In a statement yesterday with the US Securities and Exchange Commission (SEC), HP said it expects a certified tally of the 19 March shareholder vote within a few weeks, which would show a majority in favour of the acquisition of Compaq.
"Day One" (the first day of integration) will occur some time following the legal close of the acquisition, with an internal memo last week suggesting that late May is a probable date.
Product roadmaps and additional management appointments will be released on Day One. But HP admitted that structuring the new entity and deciding who stays and who goes will take several months.
Most of the 150,000 employees at HP and Compaq will be unaffected by the merger and will continue in the same jobs. However, about 10% of the workforce is likely to go, HP admitted two weeks ago.
Two methods will be used to structure the workforce of the new company. HP refers to these as "adopt and go" and "managed selection".
In adopt and go, strategic units from either HP or Compaq will migrate as an almost-complete entity into the new HP. This method will be used where the merged entity has to make a clear choice between directly competing business or product groups in HP and Compaq, with the winner surviving almost intact.
Managed selection will form new business groups by combining employees from HP and Compaq.
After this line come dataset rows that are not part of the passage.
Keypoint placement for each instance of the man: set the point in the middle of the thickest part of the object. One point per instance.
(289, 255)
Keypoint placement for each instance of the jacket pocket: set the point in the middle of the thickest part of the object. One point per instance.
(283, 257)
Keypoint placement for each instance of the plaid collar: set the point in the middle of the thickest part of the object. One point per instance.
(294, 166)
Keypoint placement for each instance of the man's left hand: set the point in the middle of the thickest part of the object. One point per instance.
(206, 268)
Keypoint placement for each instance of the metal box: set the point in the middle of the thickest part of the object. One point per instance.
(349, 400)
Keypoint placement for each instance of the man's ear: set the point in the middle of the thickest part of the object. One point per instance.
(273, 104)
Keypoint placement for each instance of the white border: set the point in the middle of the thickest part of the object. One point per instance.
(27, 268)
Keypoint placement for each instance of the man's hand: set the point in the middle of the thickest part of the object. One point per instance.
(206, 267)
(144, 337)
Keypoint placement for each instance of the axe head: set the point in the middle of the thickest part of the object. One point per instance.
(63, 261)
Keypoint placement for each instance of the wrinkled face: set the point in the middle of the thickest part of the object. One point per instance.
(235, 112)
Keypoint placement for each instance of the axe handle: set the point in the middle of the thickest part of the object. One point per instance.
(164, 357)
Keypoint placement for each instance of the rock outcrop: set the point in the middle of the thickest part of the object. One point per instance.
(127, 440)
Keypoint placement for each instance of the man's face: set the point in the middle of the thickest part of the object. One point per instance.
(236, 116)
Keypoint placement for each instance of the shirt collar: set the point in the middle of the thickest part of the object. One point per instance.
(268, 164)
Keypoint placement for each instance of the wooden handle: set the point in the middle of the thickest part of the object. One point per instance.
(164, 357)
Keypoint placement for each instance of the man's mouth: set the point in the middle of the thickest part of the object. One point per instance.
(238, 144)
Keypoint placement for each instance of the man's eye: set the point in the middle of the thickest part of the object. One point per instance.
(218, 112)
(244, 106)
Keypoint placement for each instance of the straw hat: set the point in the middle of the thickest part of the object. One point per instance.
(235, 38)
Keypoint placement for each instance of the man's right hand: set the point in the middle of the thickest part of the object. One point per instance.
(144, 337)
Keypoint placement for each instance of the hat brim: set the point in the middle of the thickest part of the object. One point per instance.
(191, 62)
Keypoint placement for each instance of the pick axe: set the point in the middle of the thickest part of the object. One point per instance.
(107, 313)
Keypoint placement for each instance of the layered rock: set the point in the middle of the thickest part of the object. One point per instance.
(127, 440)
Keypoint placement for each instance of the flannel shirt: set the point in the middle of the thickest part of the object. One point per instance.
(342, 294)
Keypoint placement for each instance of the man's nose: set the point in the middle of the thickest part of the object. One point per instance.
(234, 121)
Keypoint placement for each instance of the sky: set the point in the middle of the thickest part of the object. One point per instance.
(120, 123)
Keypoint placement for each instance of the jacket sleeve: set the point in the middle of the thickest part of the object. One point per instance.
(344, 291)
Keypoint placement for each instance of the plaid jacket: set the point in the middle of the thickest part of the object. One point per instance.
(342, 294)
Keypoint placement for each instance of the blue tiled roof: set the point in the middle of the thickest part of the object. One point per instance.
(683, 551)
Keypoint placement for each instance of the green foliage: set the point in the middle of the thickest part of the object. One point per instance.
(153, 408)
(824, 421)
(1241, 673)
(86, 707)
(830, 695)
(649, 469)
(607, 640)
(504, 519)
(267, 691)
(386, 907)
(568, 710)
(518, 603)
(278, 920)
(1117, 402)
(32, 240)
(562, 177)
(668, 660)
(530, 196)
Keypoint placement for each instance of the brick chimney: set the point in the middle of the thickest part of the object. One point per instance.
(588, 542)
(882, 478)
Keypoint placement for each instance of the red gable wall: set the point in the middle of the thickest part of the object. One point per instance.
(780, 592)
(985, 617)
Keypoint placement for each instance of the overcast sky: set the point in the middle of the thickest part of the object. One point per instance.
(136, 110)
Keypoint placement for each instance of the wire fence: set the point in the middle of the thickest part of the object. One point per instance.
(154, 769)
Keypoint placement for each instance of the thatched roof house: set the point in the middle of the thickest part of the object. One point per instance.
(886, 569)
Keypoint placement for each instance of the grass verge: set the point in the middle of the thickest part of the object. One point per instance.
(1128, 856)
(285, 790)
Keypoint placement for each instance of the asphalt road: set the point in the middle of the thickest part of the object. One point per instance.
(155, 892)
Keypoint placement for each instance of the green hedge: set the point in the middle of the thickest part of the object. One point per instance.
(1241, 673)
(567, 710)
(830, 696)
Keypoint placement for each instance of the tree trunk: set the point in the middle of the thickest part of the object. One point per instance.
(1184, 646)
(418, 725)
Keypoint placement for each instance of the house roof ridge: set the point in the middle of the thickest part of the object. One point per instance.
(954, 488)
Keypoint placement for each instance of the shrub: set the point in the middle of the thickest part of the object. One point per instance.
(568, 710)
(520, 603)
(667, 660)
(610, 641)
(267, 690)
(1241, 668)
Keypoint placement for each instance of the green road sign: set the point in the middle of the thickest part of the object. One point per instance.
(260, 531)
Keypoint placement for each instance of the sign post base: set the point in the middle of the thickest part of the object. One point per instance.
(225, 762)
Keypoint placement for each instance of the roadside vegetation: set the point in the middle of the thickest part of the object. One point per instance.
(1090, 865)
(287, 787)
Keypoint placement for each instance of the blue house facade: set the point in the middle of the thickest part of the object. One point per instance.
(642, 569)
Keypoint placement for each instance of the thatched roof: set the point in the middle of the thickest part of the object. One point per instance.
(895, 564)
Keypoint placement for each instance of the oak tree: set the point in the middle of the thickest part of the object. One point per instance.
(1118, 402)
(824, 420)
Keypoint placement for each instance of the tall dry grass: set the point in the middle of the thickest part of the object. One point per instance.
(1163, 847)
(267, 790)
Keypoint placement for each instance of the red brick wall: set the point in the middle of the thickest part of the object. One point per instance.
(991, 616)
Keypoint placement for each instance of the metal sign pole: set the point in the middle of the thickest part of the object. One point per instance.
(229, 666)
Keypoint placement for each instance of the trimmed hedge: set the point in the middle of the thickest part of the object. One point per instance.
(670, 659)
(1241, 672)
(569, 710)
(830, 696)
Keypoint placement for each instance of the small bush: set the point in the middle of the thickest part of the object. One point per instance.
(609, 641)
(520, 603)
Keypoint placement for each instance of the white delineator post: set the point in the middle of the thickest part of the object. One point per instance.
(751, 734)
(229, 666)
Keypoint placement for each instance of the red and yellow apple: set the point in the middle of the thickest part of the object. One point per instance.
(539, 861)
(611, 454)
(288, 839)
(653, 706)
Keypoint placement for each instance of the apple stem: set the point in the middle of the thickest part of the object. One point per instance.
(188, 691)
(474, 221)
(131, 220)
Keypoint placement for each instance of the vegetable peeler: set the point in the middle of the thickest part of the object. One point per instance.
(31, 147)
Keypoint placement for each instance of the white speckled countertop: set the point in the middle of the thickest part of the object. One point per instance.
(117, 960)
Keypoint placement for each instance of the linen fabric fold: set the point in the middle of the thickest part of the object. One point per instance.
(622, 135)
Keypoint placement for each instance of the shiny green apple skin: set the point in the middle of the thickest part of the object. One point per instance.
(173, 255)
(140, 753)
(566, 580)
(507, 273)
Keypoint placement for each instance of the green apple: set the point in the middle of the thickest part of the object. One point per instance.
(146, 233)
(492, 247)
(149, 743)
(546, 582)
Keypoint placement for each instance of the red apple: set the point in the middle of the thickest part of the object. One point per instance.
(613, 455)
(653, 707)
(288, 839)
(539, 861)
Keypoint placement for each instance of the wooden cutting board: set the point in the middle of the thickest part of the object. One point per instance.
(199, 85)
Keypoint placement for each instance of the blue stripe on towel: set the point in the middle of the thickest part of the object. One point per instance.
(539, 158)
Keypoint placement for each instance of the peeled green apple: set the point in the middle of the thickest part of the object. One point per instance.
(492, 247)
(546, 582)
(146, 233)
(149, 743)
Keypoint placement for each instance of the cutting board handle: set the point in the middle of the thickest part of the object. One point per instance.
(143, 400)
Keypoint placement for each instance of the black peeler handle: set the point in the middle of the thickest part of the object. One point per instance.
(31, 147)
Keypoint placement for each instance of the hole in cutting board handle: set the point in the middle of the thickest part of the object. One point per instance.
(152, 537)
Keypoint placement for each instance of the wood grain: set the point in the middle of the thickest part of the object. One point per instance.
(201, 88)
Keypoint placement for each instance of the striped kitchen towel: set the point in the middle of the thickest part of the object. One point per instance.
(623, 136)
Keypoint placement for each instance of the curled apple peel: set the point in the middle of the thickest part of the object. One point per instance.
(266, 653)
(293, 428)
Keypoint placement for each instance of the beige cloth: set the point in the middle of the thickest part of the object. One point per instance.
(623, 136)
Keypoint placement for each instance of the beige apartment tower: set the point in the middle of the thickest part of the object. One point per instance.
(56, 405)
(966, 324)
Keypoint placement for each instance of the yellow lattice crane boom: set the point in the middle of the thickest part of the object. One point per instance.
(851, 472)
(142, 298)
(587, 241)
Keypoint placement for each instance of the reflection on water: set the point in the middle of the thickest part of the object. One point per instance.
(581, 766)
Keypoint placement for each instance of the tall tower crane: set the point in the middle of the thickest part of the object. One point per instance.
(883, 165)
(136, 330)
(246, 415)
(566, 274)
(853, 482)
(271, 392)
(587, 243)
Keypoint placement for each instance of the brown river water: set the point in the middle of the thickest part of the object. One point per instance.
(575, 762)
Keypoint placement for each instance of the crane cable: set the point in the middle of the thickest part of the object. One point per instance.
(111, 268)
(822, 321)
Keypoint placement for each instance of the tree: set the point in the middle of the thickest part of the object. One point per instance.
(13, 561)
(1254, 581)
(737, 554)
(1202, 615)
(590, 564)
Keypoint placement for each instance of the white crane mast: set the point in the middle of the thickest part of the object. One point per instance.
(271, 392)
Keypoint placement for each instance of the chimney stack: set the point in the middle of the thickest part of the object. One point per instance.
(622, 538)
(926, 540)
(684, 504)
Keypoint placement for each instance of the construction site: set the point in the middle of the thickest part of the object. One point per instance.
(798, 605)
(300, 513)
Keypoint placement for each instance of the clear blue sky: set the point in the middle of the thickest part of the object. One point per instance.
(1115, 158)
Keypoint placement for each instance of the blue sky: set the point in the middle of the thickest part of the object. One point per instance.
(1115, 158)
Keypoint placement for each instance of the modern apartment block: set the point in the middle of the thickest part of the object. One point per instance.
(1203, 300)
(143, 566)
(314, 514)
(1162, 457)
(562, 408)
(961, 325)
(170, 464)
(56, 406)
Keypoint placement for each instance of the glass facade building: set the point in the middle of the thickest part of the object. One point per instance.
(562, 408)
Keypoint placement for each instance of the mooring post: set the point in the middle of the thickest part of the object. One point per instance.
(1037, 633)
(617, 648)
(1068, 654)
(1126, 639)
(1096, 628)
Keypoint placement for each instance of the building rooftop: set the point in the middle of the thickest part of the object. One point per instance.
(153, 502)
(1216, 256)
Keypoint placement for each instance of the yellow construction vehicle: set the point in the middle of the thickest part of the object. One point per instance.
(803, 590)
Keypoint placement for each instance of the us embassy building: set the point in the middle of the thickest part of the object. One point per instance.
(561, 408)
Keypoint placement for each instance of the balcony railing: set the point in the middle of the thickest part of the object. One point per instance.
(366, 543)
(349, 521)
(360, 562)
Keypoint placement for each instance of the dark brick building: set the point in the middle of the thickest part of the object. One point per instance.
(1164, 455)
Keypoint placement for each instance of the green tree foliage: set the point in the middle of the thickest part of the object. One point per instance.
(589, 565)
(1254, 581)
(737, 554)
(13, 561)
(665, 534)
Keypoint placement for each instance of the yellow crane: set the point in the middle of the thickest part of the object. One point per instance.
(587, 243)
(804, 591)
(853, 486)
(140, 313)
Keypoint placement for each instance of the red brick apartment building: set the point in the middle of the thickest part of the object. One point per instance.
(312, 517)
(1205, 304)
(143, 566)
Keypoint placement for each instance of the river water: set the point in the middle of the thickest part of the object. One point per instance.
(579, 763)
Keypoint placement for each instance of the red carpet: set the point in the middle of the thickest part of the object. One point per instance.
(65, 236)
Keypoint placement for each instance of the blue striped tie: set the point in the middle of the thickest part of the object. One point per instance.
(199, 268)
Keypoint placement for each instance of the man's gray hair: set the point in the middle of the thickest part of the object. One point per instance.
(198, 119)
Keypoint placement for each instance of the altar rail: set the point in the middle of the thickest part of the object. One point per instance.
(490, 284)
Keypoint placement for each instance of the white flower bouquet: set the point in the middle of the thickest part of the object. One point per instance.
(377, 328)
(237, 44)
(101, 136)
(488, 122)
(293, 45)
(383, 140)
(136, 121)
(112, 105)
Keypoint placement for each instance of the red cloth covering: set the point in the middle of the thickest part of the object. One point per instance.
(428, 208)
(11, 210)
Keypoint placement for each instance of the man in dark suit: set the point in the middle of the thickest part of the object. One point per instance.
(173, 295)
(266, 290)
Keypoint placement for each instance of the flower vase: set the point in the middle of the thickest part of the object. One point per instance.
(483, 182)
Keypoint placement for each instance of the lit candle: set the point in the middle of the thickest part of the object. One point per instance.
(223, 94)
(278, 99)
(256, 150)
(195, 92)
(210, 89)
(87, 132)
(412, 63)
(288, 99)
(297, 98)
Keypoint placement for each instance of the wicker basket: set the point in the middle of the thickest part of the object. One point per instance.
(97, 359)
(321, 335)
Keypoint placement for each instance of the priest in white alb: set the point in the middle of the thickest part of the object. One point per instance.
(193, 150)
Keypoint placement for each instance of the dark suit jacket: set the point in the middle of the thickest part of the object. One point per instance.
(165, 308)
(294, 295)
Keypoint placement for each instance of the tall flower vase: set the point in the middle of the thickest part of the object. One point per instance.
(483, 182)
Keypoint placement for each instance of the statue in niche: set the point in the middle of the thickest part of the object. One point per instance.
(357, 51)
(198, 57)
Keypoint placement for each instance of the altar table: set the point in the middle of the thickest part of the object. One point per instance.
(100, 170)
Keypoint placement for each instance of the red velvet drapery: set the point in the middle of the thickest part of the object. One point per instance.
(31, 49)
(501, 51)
Senior managers will choose their subordinates, and this process will continue on a top-down basis until the group is fully staffed, HP said. Examples of business units likely to go through managed selection are finance functions or sales and management functions, HP said.
Layoffs and severance payments will vary in time and structure from country to country, depending on local employment laws, HP said.
HP also said it was not concerned about Hewlett's lawsuit to block the merger on the grounds that HP improperly solicited votes from some large shareholders. That lawsuit will go forward to trial on 23 April.